Let’s assume that in this case, performance is not an issue — that is, the work was technically acceptable, done well, and any obstacles or challenges were handled effectively. If your team prides itself on quality but circumstances beyond your control limit your ability to secure an extended deadline, plan a response that articulates your position and validates their ethical stance: use this as an opportunity to discuss the ethical issue, even though your decision can’t change.

How to Leverage Ethical Values for Engagement and Productivity

Acknowledge quality is a core value: In this example where you simply cannot allow an extended deadline, find a way to acknowledge that quality is a core value of the team. If not every project allows the utmost attention to quality, find projects that allow team members to exercise their commitment to quality. For example, invite the employee to participate in the QA process for other work products.

For an employee who is deeply committed to teamwork but often ends up flying solo on assignments, find at least one project that requires office or departmental coordination and appoint that employee the driver of the project. Look for opportunities that require integrating cross-divisional information, such as business process redesign for a process takes inputs from multiple business units.

Respect Individuals’ Values: Validate your employees’ customer focus and see this as an opportunity to support operational efficiency. Providing an opportunity for team members to work on assignments that speak to their personal values gives you a greater chance that your team members feel connected to and motivated by responsibilities they are assigned.

Leverage individuals’ motivators: Use this as an opportunity to channel valuable energy toward team goals, department objectives or mandates, or even cross-agency priority goals.
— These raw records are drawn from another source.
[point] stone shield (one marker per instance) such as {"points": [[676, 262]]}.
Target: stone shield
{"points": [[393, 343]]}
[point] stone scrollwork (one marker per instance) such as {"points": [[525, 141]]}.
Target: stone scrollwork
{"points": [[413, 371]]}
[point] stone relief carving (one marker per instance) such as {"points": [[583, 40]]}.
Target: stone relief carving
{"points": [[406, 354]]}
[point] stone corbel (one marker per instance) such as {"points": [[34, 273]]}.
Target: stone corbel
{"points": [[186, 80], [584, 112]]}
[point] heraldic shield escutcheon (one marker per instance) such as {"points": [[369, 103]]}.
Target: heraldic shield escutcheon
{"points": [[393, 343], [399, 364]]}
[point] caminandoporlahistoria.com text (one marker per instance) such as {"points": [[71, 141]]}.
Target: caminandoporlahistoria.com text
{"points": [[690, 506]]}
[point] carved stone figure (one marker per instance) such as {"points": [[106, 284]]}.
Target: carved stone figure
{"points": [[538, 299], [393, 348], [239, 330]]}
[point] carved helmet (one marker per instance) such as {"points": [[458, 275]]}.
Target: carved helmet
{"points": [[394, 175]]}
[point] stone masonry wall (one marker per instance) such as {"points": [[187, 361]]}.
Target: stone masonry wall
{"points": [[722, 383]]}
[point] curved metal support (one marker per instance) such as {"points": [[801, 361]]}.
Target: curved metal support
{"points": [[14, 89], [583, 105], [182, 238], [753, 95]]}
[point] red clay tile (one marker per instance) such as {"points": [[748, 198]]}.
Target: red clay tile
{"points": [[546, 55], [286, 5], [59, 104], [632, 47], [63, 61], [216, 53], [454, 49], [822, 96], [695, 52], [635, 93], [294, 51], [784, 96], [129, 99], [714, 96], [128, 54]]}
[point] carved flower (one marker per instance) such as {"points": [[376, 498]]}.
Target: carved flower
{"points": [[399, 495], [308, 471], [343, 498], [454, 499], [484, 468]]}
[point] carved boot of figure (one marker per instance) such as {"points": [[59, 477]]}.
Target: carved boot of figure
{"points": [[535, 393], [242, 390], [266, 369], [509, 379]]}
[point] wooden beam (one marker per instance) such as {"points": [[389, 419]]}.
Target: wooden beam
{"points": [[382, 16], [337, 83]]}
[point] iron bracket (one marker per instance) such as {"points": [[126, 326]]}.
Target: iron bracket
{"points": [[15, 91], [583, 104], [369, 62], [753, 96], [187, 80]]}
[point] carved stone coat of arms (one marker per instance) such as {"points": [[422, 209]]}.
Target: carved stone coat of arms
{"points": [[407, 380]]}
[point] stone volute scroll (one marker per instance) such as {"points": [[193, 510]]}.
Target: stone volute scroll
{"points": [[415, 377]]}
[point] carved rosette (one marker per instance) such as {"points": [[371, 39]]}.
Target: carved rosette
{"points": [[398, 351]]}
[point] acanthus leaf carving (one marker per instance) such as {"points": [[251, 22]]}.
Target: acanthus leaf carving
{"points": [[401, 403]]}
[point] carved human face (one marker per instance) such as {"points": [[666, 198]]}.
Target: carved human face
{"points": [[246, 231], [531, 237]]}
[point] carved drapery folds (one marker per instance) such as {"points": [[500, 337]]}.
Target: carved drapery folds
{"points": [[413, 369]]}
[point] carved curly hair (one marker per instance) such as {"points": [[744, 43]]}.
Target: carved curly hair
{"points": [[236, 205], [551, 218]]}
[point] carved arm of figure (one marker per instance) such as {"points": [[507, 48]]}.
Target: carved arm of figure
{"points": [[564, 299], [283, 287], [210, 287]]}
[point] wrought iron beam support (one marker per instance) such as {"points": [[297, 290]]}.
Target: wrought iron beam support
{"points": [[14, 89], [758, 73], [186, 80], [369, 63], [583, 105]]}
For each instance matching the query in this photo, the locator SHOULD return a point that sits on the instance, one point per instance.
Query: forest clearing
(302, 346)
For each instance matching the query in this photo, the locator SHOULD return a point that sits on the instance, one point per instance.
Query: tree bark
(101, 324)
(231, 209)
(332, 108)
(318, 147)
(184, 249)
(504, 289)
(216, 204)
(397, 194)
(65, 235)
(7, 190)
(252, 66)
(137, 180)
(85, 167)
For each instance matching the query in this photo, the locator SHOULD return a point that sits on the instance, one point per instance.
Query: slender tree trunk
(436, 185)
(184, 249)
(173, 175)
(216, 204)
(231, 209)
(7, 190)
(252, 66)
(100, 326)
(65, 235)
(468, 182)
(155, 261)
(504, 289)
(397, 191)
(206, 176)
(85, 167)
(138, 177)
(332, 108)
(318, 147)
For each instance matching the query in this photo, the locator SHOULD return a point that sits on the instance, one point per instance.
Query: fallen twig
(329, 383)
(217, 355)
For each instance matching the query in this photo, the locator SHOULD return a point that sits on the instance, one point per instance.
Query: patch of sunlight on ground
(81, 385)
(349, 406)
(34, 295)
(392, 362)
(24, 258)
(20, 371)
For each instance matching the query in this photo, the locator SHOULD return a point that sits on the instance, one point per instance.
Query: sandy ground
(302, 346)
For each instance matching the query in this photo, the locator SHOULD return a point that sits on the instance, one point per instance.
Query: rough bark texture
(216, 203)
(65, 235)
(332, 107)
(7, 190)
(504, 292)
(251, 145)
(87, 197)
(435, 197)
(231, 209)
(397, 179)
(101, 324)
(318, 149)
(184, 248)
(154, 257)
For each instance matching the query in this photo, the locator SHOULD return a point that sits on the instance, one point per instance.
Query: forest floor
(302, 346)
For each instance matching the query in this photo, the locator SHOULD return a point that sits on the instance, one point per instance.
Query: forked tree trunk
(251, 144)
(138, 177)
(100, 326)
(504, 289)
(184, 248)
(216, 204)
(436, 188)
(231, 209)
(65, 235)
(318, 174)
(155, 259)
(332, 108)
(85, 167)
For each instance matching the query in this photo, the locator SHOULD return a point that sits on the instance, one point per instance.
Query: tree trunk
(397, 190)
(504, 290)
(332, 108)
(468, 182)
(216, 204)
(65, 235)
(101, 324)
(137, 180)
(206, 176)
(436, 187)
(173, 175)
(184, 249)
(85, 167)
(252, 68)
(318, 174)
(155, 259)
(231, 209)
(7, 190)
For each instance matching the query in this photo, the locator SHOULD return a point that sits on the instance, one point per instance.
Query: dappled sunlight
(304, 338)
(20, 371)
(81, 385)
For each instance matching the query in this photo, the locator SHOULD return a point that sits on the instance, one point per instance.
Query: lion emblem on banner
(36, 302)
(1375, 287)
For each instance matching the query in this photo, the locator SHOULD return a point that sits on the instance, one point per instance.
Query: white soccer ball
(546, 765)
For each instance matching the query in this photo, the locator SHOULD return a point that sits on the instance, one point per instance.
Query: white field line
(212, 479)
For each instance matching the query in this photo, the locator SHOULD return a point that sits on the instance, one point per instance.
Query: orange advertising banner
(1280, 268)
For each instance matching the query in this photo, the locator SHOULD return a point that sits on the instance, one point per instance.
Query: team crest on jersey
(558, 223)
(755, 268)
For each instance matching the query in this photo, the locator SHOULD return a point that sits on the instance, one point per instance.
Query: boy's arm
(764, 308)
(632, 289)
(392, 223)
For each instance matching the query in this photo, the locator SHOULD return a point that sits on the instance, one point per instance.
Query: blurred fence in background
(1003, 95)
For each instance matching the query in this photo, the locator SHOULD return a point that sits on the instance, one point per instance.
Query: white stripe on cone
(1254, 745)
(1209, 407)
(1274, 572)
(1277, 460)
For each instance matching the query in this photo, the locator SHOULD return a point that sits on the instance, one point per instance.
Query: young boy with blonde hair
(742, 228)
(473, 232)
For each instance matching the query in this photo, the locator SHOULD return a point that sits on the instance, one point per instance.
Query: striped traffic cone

Consider other responsibilities that may not be as closely related to core duties but may be highly engaging for particular team members based on their individual priorities and ethical values.

Communicate with the whole person: Remember that employees bring to work their skills, knowledge, and ethical values. Having discussions and remaining aware of your employees’ values ensures that their ethical values find a place and can be tapped as a resource for driving engagement and productivity.

This Sounds Great—Where Can I Start?

Where are your best opportunities for conversations about ethics in your organization? A great place to start is with your organization or department’s own values. If you don’t have a core values statement, your mission statement is a great place to start. What does your staff identify with? What other values do they connect with the work that they do?

Ethics is about more than compliance. Applied to every-day decisions in the office, ethics is an effective resource for employee engagement and driving productivity.